# 4x12 cab wiring, dumb question



## Sneaky (Feb 14, 2006)

the two diagrams below show what should be series/parallel, for 16 ohm speakers wired to 16 ohms total. They seem different. My gut tells me the first one is correct but maybe they both work. My rusty old brain forgets all this stuff. Anyone?


----------



## greco (Jul 15, 2007)

Maybe there are 2 possibilities?
Please wait for confirmation from someone who is sure.


----------



## Granny Gremlin (Jun 3, 2016)

Yes you can make 2 series pairs of parallel pairs, or 2 parallel pairs of series pairs. Just to be nice and confusing;P. @greco 's wiring diagrams are clearer in that regard but all are technically correct.

The OP's 2nd diagram = @greco's first(on the left). The first diagram in the OP is just a more efficient (in terms of amount of wire) way to wire up the second scheme in @greco's post: see how the - from both speakers B and D both directly go to out-? The shortcut is merging them earlier: B- to D-, and then sending only a single wire back to out-. Similar with the split off the Out+. Electrically it's the same, just uses less wire, and as such, a bit confusing at first look if you don't already know what they did. See below for a step by step of how it's the same.


----------



## Paul Running (Apr 12, 2020)

Always double-check your wiring, paying close attention to the phasing of the speakers.


----------



## loudtubeamps (Feb 2, 2012)

Paul Running said:


> Always double-check your wiring, paying close attention to the phasing of the speakers.

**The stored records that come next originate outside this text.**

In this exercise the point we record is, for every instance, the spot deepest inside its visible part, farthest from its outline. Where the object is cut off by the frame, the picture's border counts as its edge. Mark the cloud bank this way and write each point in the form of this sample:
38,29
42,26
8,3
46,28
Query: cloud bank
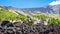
55,2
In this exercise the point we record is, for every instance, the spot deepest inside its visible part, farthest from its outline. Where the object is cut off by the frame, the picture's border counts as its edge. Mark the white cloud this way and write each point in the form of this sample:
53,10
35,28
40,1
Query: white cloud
55,2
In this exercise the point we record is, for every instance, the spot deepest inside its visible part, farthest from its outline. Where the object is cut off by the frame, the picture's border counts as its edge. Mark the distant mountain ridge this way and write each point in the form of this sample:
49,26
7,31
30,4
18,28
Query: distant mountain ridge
47,9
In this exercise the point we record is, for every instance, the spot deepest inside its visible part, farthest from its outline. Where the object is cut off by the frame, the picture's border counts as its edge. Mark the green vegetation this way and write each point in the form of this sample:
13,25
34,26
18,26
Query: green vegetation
51,20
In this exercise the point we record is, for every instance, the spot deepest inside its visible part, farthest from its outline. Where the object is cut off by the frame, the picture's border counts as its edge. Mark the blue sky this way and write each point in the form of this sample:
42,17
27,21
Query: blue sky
25,3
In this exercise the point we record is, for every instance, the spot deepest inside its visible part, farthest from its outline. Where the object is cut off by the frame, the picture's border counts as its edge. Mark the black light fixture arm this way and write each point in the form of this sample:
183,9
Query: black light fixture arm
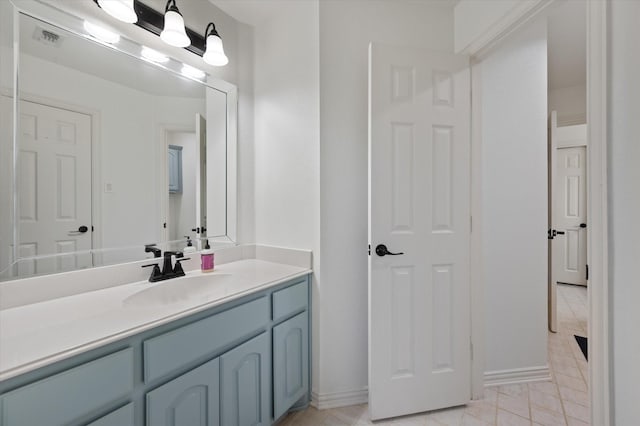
213,31
171,6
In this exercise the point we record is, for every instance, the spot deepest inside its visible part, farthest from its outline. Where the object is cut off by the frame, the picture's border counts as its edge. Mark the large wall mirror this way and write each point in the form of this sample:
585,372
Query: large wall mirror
103,151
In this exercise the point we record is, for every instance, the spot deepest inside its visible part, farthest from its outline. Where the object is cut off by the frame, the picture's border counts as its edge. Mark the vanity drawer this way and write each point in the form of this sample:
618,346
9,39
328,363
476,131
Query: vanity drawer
67,396
291,299
170,351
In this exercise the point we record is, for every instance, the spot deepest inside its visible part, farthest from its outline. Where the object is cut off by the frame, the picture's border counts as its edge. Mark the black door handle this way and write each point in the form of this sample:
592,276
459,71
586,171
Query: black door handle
81,230
381,250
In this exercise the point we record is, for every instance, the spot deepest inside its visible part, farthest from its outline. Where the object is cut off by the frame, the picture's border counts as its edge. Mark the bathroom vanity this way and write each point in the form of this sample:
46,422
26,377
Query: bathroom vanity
226,348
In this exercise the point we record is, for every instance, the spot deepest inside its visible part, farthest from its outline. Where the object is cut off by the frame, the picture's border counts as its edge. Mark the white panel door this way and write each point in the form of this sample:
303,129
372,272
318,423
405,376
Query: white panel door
419,191
570,217
54,182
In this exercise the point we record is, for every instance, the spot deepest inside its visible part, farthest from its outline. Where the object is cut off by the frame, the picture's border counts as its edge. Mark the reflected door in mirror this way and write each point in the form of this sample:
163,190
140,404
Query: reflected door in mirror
54,188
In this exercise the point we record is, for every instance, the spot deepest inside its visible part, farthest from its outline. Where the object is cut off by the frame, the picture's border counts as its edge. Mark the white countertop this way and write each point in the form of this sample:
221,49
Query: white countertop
38,334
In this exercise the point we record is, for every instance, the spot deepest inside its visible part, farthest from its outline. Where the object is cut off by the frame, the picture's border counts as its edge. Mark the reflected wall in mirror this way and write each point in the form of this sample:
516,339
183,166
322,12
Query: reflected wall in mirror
92,172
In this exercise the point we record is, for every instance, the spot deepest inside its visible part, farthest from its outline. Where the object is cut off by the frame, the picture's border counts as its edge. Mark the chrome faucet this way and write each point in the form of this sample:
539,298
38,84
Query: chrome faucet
168,269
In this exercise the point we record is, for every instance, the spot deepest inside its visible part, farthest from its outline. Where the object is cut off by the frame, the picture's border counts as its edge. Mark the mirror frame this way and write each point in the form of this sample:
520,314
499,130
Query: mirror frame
130,47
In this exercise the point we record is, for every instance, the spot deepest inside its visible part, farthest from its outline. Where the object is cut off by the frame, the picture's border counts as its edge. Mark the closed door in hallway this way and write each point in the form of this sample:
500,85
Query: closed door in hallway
419,231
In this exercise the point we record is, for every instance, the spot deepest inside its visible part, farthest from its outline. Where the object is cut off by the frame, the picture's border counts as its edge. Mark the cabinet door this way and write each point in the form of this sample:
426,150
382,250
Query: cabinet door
245,374
290,363
121,417
192,399
175,169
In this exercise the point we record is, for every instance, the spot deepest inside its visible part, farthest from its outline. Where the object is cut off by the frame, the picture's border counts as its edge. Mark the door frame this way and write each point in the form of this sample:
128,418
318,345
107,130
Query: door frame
163,131
597,232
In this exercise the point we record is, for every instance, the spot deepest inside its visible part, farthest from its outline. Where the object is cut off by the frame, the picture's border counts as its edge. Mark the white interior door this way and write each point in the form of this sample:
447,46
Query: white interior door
570,255
54,188
419,191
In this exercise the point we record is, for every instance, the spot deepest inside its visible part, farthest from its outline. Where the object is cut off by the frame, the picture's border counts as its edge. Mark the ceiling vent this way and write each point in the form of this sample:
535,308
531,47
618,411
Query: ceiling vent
47,37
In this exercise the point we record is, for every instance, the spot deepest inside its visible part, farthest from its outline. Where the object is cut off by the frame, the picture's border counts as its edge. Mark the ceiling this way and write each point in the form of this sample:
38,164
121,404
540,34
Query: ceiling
567,44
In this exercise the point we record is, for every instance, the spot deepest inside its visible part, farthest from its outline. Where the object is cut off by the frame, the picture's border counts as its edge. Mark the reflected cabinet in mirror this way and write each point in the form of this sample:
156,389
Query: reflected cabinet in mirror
106,152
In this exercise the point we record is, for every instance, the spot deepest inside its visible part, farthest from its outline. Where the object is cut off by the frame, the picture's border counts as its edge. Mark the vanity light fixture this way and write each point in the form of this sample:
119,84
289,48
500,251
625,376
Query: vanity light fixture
214,55
191,72
153,55
174,32
101,33
171,29
122,10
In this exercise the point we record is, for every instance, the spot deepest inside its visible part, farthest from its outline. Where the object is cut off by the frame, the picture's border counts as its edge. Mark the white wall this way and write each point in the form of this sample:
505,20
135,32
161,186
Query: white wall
571,104
182,206
514,201
287,137
346,29
482,19
624,207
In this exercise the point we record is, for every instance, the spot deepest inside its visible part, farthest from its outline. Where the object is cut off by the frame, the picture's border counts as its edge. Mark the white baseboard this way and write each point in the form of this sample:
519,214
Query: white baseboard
339,399
517,375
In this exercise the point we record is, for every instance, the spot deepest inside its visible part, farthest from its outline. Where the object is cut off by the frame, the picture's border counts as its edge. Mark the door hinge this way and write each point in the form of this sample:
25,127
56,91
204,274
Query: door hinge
587,268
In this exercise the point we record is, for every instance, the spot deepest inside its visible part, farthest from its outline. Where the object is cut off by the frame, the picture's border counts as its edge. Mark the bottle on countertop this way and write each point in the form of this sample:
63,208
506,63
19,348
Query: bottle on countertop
206,258
189,248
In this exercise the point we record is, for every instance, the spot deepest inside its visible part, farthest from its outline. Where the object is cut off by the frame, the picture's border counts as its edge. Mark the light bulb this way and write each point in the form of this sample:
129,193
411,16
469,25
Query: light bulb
120,9
174,32
214,55
153,55
101,33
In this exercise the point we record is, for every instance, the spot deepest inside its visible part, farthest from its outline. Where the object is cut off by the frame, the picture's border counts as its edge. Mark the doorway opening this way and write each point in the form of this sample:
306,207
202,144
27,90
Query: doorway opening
568,201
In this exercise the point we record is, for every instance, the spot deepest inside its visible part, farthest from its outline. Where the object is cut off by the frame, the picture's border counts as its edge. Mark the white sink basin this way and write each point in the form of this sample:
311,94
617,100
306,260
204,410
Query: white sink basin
177,290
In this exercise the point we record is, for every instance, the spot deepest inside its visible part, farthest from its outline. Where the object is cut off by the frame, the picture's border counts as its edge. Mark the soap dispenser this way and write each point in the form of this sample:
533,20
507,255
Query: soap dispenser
206,258
189,248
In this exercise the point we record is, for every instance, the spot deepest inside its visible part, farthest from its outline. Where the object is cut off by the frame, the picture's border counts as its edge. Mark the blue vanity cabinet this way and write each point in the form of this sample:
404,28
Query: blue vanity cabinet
192,399
121,417
290,363
245,362
71,395
245,373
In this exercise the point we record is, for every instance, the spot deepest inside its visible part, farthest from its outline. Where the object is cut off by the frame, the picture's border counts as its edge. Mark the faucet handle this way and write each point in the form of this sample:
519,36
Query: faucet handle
151,248
155,273
178,268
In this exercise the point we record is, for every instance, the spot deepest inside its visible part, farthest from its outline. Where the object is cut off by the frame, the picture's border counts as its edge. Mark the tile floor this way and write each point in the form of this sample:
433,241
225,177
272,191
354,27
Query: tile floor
562,402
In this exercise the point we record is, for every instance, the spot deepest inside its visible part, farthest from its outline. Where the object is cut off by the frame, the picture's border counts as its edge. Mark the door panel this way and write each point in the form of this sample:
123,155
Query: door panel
290,363
245,373
419,159
192,399
54,187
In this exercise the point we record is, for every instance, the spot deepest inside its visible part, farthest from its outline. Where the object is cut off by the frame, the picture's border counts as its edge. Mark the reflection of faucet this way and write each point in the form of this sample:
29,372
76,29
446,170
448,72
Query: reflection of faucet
168,270
151,248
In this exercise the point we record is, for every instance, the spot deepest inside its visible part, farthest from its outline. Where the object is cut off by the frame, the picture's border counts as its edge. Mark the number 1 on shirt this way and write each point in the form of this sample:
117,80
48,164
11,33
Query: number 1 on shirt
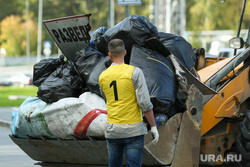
113,83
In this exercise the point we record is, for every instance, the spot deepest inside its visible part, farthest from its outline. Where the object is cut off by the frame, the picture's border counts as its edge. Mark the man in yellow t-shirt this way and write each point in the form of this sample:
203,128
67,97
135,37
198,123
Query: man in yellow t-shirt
127,98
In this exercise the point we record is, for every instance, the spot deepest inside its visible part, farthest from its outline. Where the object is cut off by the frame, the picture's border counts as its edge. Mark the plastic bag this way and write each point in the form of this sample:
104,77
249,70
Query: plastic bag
85,61
43,69
63,82
83,116
29,120
134,29
159,75
95,35
179,47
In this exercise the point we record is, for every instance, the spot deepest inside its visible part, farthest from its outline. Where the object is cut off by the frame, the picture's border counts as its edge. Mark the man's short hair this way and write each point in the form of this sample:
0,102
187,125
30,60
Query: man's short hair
116,47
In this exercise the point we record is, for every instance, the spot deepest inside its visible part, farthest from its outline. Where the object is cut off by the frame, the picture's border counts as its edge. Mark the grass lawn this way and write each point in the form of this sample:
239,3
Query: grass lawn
14,96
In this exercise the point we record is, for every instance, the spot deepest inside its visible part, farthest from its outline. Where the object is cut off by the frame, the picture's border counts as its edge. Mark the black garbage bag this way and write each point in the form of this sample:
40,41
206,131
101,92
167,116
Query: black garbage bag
85,61
93,79
44,68
134,29
159,75
177,45
63,82
94,35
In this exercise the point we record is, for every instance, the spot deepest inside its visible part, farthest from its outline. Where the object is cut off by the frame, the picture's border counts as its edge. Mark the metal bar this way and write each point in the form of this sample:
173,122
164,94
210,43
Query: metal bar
220,74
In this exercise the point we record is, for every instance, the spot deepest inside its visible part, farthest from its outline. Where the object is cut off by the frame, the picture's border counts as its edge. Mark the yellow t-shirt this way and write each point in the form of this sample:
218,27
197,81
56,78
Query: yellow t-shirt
116,84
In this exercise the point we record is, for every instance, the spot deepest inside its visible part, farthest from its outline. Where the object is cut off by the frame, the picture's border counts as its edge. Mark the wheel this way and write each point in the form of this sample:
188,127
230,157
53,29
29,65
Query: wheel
243,140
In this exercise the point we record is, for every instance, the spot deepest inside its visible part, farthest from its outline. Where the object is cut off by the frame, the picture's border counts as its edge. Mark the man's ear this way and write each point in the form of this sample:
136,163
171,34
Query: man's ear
110,56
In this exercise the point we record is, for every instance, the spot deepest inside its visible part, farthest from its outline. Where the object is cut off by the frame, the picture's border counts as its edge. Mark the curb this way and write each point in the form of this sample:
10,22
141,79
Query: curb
5,124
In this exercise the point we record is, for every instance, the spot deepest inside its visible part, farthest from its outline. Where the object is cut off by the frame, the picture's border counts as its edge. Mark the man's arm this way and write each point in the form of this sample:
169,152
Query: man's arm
143,100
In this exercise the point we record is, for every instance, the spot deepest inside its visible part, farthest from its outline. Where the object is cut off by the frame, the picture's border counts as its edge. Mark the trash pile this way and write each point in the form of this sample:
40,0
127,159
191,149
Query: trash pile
69,102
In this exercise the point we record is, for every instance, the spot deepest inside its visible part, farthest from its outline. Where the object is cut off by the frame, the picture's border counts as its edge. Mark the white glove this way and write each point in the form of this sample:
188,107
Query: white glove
155,134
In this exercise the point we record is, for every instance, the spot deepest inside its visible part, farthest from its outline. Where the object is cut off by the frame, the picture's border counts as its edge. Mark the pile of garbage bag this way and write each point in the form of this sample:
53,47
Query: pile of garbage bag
69,90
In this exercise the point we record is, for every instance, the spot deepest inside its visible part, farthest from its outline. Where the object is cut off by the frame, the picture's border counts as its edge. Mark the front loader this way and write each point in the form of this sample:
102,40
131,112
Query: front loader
214,129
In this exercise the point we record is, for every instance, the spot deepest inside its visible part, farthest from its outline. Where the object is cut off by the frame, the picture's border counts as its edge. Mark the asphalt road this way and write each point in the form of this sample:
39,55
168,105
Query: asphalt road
10,154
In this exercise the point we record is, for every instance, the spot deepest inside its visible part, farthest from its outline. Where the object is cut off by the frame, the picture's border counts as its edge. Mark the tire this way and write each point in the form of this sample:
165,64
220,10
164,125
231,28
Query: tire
243,140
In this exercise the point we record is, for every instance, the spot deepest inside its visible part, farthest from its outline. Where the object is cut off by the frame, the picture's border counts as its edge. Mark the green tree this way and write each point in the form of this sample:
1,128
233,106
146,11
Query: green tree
13,35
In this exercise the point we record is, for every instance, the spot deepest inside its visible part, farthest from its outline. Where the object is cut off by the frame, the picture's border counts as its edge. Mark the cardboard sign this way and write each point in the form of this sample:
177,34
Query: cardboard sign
71,34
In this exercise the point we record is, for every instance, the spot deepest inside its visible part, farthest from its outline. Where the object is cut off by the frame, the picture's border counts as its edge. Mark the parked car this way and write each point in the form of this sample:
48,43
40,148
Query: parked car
4,81
229,52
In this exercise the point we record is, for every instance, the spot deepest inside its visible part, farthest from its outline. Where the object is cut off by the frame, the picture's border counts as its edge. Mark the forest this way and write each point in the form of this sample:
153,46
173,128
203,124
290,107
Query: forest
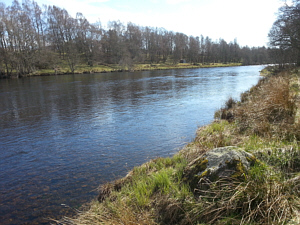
34,37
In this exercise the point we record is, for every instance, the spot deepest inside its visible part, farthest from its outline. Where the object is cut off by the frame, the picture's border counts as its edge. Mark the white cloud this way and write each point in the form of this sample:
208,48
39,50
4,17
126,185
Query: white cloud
176,1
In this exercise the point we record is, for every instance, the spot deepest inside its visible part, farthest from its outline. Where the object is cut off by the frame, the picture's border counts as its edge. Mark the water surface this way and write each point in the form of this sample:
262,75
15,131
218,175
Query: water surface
62,136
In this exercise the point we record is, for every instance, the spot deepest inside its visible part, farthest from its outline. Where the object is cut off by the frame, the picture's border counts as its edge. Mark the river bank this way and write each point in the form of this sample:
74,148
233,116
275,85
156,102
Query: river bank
265,122
109,68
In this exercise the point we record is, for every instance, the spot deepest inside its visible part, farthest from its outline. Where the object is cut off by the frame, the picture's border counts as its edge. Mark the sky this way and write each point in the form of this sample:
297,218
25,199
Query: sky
248,21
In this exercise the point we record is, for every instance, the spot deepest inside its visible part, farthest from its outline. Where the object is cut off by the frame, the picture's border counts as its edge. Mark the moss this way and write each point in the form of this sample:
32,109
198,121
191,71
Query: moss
196,167
238,167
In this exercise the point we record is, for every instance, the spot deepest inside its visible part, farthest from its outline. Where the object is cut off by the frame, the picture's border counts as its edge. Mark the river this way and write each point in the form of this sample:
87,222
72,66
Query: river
63,136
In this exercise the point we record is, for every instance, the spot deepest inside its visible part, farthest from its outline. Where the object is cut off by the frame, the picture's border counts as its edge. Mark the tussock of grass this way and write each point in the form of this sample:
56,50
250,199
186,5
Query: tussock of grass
264,122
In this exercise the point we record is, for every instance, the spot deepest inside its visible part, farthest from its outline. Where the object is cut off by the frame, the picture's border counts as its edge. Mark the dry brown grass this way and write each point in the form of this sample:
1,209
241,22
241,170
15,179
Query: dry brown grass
265,122
267,110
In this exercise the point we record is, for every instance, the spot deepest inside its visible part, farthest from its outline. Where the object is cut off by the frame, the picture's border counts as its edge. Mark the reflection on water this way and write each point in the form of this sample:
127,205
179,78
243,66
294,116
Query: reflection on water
62,136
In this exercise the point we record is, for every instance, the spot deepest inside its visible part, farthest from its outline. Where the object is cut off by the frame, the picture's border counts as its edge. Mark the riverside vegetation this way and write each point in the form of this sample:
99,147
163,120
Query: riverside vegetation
265,122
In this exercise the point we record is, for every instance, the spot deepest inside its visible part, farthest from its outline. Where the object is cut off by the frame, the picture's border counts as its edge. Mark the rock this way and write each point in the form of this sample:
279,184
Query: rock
224,162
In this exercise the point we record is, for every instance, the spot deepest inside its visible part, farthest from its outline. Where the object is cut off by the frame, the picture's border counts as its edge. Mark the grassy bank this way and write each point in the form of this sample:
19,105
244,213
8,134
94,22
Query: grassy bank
63,68
265,122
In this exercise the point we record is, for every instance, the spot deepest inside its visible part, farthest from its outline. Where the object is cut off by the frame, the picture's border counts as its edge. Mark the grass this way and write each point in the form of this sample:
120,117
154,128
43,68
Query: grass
62,67
264,122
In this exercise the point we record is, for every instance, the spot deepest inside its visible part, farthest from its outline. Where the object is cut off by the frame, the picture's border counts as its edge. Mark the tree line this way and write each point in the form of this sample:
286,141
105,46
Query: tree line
34,37
284,35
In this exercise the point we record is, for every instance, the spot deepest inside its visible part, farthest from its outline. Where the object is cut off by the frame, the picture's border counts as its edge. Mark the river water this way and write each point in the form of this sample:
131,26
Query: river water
63,136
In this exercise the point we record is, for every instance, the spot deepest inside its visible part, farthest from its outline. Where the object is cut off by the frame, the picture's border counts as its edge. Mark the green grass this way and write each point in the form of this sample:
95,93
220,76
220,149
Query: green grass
63,68
265,124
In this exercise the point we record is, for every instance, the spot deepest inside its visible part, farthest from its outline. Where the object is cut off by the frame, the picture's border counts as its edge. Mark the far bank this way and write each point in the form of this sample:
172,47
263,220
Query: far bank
264,123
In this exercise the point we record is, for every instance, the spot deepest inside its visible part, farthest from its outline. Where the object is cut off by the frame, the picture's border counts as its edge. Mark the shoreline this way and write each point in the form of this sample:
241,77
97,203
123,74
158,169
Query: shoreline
114,68
157,192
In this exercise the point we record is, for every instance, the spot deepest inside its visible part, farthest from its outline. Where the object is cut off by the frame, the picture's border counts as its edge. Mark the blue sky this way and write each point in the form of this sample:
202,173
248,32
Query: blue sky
247,20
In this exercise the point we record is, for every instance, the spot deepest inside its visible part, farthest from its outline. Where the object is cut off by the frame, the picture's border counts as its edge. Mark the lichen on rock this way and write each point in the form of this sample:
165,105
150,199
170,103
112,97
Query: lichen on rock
230,162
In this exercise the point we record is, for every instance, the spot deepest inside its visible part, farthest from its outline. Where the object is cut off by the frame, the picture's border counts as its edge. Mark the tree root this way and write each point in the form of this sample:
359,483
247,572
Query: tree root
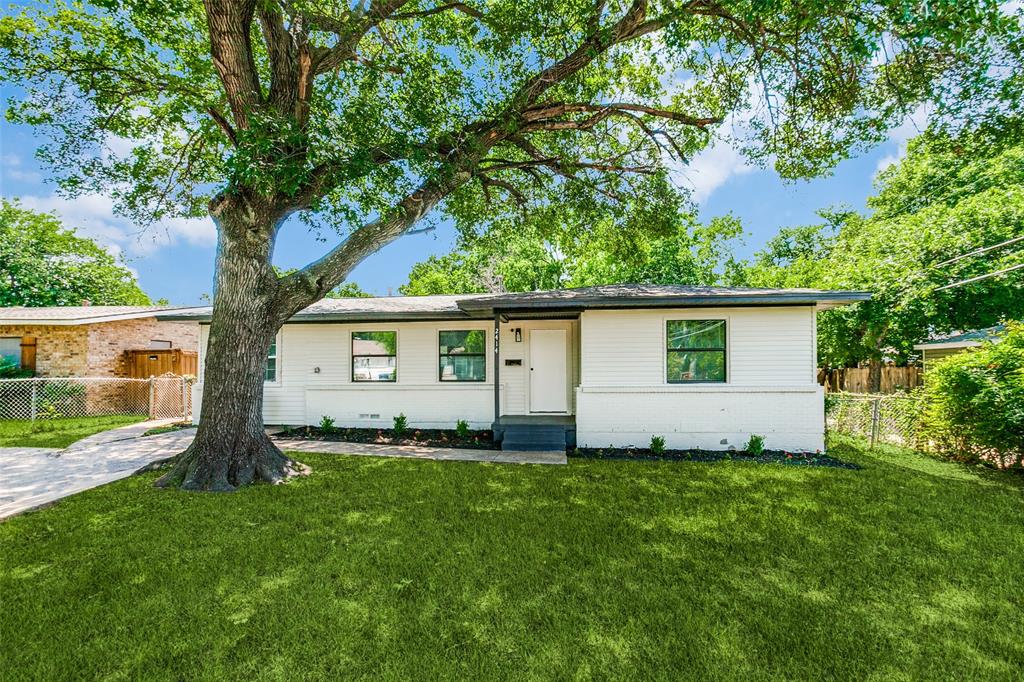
221,467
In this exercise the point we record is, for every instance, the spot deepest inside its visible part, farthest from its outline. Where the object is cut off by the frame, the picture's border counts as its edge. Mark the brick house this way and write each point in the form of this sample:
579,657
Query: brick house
88,340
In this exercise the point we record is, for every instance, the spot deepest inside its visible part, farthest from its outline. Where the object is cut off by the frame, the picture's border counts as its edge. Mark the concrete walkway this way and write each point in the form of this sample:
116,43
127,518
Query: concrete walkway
35,476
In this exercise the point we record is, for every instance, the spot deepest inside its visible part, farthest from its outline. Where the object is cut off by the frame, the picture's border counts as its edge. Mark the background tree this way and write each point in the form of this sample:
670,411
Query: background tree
950,196
367,116
44,263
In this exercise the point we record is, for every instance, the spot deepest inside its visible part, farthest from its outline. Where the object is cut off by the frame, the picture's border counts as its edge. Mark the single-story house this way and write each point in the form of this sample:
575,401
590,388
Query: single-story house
88,340
704,367
950,344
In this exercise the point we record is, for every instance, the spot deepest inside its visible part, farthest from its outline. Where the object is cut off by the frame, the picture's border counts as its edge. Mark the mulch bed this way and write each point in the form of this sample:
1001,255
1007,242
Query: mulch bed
429,437
767,457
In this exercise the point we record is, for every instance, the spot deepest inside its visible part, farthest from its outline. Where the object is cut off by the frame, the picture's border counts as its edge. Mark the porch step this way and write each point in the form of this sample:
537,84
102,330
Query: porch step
535,437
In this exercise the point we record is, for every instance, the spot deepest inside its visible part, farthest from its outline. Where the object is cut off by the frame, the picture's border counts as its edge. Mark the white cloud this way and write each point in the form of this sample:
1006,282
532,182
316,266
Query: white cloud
913,125
713,168
92,216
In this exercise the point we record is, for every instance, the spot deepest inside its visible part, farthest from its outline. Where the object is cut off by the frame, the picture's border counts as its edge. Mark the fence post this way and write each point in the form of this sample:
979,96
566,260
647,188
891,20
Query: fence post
184,400
875,421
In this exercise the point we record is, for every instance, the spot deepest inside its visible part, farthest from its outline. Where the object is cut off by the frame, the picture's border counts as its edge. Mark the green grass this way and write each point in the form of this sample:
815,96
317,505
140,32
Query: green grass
907,568
56,432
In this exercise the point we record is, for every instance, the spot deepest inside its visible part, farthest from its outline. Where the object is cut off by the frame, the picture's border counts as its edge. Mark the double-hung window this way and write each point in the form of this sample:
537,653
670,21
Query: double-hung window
695,351
375,355
462,355
270,370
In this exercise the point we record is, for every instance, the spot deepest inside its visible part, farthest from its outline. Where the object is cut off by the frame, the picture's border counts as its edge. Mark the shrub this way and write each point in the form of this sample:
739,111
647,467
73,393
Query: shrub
974,402
400,425
755,444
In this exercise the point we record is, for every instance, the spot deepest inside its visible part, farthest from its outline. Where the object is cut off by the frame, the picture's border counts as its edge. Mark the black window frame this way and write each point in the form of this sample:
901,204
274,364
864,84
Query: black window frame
483,354
724,350
352,356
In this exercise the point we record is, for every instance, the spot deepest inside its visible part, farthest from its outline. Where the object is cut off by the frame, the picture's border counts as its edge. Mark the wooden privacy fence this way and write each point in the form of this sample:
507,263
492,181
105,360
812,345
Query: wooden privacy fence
145,364
857,379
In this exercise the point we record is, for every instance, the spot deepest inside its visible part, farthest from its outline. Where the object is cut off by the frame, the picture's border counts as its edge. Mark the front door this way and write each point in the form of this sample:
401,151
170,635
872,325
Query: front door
547,371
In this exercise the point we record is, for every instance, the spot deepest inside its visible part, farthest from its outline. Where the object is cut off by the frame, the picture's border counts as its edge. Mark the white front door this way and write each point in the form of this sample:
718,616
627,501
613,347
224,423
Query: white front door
547,371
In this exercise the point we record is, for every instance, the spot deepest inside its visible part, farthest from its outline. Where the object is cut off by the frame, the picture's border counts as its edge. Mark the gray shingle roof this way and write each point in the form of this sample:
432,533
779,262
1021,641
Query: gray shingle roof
964,339
80,314
608,296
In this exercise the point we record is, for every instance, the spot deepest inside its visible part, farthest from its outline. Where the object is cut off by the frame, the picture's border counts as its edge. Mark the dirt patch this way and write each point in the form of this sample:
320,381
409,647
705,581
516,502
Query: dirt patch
767,457
430,437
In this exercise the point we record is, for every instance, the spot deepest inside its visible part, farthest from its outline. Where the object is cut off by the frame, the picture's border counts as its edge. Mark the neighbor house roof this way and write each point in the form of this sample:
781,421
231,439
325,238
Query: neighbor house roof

.....especially if you are running speakers from different manufacturers. All cones should throw forward/out when a low (positive) d.c. voltage is applied.


----------



## Sneaky (Feb 14, 2006)

Sneaky said:


> the two diagrams below show what should be series/parallel, for 16 ohm speakers wired to 16 ohms total. They seem different. My gut tells me the first one is correct but maybe they both work. My rusty old brain forgets all this stuff. Anyone?


Continuing the dumb questions, if my cabinet is wired like this diagram, except the wires to the jack are reversed from the diagram, is this ok? To clarify, the wire from the speaker + terminal on the left goes to positive on the jack, negative lead on the jack to negative terminal on the right speaker. And is the tip on the jack always positive, or does it depend on the amp?


----------



## nonreverb (Sep 19, 2006)

Sneaky said:


> Continuing the dumb questions, if my cabinet is wired like this diagram, except the wires to the jack are reversed from the diagram, is this ok? To clarify, the wire from the speaker + terminal on the left goes to positive on the jack, negative lead on the jack to negative terminal on the right speaker. And is the tip on the jack always positive, or does it depend on the amp?


The conventional rule is tip is always hot from the amp. You can have the speaker input jack wired either way as long as all the speaker polarities are in phase.


----------